Había conocido días mejores, a pesar de su miseria y de su enfermedad. A la edad de quince años, un carruaje le había aplastado
las piernas en la carretera de Varville. Desde aquel tiempo, mendigaba arrastrándose
por los caminos, por los patios de las granjas, balanceado sobre sus muletas
que le habían levantado los hombros a la altura de las orejas. Su cabeza
parecía hundida entre dos montañas.
Niño encontrado en una zanja por el párroco de
Billettes, la víspera del día de Difuntos, y bautizado por ellos Nicolás
Toussant, criado por caridad, ajeno a toda instrucción, lisiado después de
haberse bebido unas copas con el panadero del pueblo, -qué risa- y desde
entonces vagabundo, no sabía hacer otra cosa que tender la mano pidiendo.

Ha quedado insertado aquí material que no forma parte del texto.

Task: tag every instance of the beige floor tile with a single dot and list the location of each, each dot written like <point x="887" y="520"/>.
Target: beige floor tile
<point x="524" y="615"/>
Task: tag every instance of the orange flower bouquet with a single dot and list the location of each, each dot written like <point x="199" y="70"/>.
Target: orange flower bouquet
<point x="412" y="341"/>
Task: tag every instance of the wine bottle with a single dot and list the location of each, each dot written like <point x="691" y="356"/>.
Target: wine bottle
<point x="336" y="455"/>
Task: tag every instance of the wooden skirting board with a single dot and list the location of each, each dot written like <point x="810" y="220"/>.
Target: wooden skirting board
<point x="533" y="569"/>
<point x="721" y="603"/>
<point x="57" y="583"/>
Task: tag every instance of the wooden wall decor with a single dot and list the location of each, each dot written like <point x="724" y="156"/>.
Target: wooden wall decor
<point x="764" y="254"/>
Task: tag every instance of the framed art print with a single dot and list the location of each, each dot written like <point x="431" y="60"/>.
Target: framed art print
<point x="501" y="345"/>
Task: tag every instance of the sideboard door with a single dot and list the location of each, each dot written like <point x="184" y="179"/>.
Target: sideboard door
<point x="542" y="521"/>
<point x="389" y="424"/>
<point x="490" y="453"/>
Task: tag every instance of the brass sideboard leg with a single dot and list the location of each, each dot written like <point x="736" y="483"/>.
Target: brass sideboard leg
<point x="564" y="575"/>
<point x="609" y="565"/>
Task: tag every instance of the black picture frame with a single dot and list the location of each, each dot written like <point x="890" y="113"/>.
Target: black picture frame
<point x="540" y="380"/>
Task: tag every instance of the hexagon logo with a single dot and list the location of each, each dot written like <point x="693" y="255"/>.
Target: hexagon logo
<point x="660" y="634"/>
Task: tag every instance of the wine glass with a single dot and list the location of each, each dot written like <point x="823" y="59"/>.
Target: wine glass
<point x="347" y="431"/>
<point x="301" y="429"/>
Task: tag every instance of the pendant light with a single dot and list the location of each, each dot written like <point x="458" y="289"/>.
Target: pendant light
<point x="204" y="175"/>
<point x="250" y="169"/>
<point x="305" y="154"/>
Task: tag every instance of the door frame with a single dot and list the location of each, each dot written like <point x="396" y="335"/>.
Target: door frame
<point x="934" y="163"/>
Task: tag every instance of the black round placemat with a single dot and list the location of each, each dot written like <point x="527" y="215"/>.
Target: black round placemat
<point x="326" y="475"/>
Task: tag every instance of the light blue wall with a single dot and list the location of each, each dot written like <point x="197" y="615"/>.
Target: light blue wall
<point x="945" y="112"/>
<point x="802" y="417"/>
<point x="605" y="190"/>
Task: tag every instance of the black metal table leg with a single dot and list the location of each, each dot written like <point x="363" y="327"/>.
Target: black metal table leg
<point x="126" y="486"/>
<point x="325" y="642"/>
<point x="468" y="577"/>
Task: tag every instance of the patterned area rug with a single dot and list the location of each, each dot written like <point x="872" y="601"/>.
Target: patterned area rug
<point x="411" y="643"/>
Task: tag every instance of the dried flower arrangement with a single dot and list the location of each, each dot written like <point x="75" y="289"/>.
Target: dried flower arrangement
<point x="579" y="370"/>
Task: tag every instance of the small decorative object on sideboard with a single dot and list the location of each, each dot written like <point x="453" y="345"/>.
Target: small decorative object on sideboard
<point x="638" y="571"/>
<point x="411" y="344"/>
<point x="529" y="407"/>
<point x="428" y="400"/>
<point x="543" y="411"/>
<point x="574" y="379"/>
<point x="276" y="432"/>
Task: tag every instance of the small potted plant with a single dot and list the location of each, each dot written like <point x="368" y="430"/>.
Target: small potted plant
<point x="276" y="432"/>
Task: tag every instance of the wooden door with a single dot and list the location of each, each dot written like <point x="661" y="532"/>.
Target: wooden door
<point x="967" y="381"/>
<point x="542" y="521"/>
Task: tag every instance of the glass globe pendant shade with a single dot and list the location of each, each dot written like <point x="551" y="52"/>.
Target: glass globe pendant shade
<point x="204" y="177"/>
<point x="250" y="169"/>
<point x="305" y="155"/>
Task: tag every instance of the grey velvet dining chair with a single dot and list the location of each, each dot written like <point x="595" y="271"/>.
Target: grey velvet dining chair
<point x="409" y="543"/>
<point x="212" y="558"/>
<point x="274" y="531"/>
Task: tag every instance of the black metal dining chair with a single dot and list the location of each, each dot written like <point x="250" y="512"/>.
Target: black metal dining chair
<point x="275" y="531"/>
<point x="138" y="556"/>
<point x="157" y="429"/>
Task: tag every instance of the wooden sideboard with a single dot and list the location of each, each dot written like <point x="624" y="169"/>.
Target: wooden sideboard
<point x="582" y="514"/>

Antaño, la baronesa de Avary le dejaba, para que
durmiera, una especie de nicho lleno de paja, al lado del gallinero, en la
granja cercana al castillo; y estaba seguro, en los días de hambre, de
encontrar un pedazo de pan y un vaso de sidra en la cocina. A veces recibía
también unos céntimos que le arrojaba la vieja señora desde su balcón o desde
las ventanas de su cuarto. Ahora, la baronesa había muerto.

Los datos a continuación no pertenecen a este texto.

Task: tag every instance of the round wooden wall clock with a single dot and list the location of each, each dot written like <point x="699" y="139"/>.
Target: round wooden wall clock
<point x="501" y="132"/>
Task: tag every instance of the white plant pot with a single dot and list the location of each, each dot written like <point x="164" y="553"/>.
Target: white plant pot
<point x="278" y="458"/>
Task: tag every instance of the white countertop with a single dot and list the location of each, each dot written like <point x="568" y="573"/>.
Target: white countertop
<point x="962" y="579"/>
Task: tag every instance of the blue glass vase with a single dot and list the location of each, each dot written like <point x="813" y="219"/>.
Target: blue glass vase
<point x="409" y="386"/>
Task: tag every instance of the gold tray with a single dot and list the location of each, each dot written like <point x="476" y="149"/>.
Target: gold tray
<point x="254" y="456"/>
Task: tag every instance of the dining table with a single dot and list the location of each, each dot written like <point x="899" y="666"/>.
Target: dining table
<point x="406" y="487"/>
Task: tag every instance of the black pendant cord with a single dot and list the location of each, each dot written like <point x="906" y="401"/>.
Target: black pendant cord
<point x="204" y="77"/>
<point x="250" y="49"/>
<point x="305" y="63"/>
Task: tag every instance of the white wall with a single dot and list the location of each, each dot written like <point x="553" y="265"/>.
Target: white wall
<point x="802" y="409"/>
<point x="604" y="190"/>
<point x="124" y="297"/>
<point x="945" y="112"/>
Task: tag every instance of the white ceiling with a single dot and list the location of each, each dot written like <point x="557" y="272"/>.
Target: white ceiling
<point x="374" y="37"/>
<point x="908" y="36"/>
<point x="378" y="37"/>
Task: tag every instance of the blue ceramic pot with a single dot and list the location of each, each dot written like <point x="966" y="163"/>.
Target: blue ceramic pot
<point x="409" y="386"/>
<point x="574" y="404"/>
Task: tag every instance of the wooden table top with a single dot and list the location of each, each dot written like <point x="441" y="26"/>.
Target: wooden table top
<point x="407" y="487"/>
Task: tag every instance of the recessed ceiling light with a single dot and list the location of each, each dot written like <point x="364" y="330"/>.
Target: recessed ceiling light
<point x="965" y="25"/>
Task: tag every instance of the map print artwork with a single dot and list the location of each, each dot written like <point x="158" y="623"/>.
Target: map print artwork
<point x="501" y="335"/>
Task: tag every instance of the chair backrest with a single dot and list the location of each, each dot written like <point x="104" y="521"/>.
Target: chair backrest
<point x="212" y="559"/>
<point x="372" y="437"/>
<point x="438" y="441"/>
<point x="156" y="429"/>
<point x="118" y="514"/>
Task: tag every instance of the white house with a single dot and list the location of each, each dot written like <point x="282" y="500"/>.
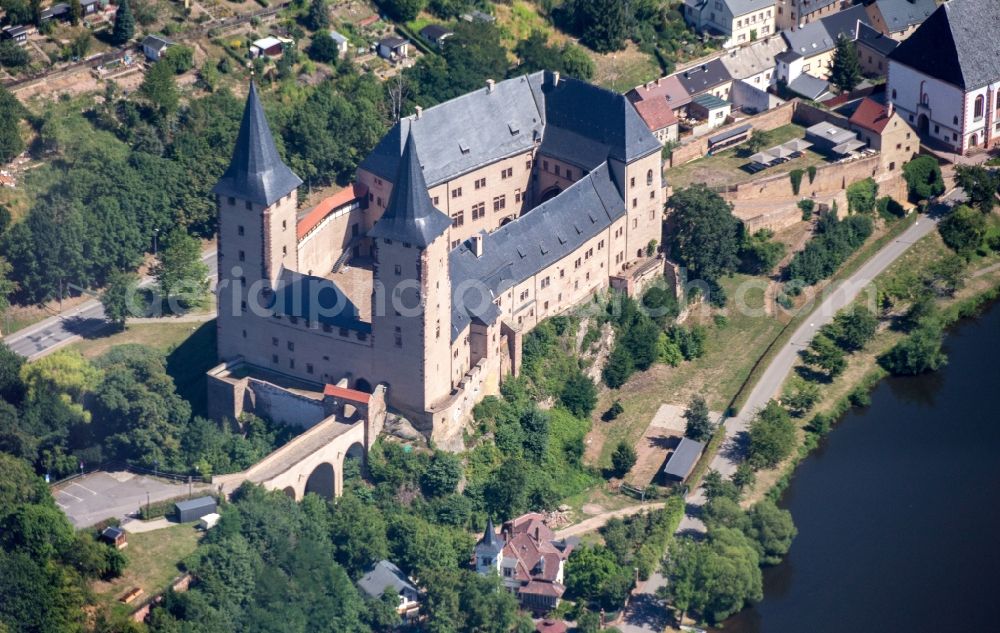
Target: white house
<point x="738" y="21"/>
<point x="945" y="78"/>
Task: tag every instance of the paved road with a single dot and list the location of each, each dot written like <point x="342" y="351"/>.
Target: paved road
<point x="87" y="319"/>
<point x="647" y="614"/>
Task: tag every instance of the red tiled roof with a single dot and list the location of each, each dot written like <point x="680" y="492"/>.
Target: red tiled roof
<point x="656" y="113"/>
<point x="871" y="115"/>
<point x="328" y="205"/>
<point x="342" y="393"/>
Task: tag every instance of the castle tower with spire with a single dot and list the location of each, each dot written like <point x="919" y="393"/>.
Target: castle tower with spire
<point x="411" y="309"/>
<point x="256" y="199"/>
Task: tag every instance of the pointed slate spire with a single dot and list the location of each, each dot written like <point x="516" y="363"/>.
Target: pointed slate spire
<point x="410" y="215"/>
<point x="256" y="171"/>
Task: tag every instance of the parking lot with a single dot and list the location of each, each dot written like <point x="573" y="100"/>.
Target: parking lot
<point x="101" y="495"/>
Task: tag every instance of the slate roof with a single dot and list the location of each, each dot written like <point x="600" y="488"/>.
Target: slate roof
<point x="573" y="119"/>
<point x="902" y="14"/>
<point x="957" y="44"/>
<point x="536" y="240"/>
<point x="699" y="79"/>
<point x="876" y="40"/>
<point x="683" y="458"/>
<point x="808" y="86"/>
<point x="742" y="7"/>
<point x="384" y="574"/>
<point x="410" y="215"/>
<point x="256" y="171"/>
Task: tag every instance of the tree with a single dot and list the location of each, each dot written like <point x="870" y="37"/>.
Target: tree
<point x="12" y="55"/>
<point x="118" y="297"/>
<point x="963" y="230"/>
<point x="160" y="89"/>
<point x="623" y="459"/>
<point x="579" y="395"/>
<point x="772" y="436"/>
<point x="846" y="71"/>
<point x="772" y="530"/>
<point x="323" y="49"/>
<point x="442" y="475"/>
<point x="699" y="425"/>
<point x="619" y="367"/>
<point x="855" y="328"/>
<point x="923" y="177"/>
<point x="980" y="184"/>
<point x="594" y="576"/>
<point x="824" y="353"/>
<point x="706" y="236"/>
<point x="714" y="578"/>
<point x="861" y="196"/>
<point x="124" y="27"/>
<point x="918" y="353"/>
<point x="180" y="271"/>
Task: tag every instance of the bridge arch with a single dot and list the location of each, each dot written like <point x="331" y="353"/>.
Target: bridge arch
<point x="322" y="481"/>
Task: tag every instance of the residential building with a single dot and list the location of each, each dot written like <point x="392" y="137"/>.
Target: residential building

En las aldeas no le daban; le conocían demasiado;
estaban hartos de él desde hacía cuarenta años que le veían andar de casa en
casa, paseando su humanidad andrajosa y deforme sobre dos patas de madera. El,
sin embargo, no quería irse, porque no conocía otra cosa en la tierra que aquel
rincón, aquel país, los tres o cuatro caseríos por los que había arrastrado su
vida miserable. Habla puesto fronteras a su mendicidad, y nunca hubiera pasado
los linderos que se había acostumbrado a no atravesar.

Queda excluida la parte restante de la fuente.